Spire.PDF is a professional PDF library applied to creating, writing, editing, handling and reading PDF files without any external dependencies. Get free and professional technical support for Spire.PDF for .NET, Java, Android, C++, Python.

Wed Aug 24, 2022 12:05 pm

PDF conversion to Word results in images rather than text - source is a PDF which was originally images and has been OCR and converted to text and is clearly now text as I can copy the text out of the PDF manually so the PDF is seeing it is text rather than images.
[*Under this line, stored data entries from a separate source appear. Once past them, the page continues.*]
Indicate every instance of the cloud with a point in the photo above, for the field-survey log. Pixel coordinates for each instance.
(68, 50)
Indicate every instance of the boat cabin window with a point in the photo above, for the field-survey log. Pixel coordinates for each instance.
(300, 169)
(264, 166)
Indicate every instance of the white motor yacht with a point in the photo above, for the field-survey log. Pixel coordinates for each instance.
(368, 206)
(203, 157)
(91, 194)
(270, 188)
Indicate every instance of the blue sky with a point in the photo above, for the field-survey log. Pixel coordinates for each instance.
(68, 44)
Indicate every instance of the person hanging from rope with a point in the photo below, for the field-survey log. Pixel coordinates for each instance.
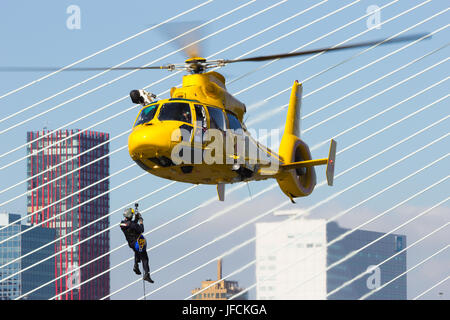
(133, 230)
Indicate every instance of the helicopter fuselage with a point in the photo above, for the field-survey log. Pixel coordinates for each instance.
(197, 136)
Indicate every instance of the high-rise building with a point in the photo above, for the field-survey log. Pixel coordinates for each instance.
(13, 282)
(69, 182)
(292, 258)
(222, 290)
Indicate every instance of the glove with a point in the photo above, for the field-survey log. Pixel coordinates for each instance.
(138, 216)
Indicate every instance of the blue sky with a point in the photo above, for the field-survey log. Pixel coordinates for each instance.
(35, 34)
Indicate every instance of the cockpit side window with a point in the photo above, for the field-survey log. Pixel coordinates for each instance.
(233, 122)
(177, 111)
(216, 118)
(146, 115)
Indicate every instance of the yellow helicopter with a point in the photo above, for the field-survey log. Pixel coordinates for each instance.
(198, 135)
(203, 105)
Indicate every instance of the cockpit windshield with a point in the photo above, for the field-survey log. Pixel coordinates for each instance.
(146, 114)
(178, 111)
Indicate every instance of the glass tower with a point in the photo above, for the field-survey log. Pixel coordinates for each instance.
(67, 171)
(292, 261)
(13, 283)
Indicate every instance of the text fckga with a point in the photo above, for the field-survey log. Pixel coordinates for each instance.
(215, 146)
(226, 310)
But when converting it to Word using Spire.PDF the resulting DOCX contains images rather than text?

Any thoughts please - I am new to Spire.PDF and only purchased Developer OEM Subscription in the last few weeks, it works fine for all other files just not these ones.
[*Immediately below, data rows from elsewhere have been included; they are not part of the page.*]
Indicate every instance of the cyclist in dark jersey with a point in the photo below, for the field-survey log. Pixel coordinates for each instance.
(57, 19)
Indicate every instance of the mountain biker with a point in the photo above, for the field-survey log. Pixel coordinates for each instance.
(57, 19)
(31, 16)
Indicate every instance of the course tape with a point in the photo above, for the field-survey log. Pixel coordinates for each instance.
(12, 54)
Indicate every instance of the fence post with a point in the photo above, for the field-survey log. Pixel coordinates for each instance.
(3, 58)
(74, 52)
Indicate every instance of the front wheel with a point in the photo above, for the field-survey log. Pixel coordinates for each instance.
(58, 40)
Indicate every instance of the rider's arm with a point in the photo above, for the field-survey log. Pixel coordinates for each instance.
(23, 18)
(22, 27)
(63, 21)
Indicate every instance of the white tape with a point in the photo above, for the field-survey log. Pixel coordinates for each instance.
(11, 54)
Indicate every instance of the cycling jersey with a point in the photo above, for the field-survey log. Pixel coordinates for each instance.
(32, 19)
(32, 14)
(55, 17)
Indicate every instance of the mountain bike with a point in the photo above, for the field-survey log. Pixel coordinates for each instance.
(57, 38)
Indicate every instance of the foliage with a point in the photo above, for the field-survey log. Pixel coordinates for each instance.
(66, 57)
I have attached an example PDF and the resulting DOCX file.

Thanks

darren.rose@pcassistonline.co.uk
 
Posts: 7
Joined: Thu Jun 13, 2019 7:53 pm

Thu Aug 25, 2022 5:52 am

Hi,

Thank you for your inquiry.
I noticed the phenomenon you mentioned and logged it into our bug tracking system with ticket SPIREPDF-5448. Our dev team will investigate this issue, once there is any good news, I will inform you. Apologize for the inconvenience.

Sincerely,
Kylie
E-iceblue support team
User avatar

kylie.tian
 
Posts: 412
Joined: Mon Mar 07, 2022 2:30 am

Fri Sep 09, 2022 1:13 pm

Any update on this issue?

darren.rose@pcassistonline.co.uk
 
Posts: 7
Joined: Thu Jun 13, 2019 7:53 pm

Tue Sep 13, 2022 10:46 am

Hi,

Sorry for the late reply due to the weekend.
We further parsed your Pdf document and found that your Pdf is composed of multiple images. The text you see is actually in the form of images, and these images are covered with invisible text, so it made us misunderstanding. Our Spire.PDF do the conversion according to the actual visible content in Pdf. Hence, you got images rather than text. This behavior is caused by your Pdf document itself, hope you can understand.

Sincerely,
Kylie
E-iceblue support team
User avatar

kylie.tian
 
Posts: 412
Joined: Mon Mar 07, 2022 2:30 am

Tue Sep 13, 2022 11:31 am

I am confused, as yes the document originally was images, but it has been OCR'd so the images have been converted to text and are clearly text as i can extract text from the PDF using the Spire Text Extraction methods e.g. PdfTextExtractor.ExtractText, or copy/paste text from the PDF using any PDF viewer.

So if your PdfTextExtractor can see the text then why can't your Word / Excel conversion see the "invisible" text which is clearly visible to everything?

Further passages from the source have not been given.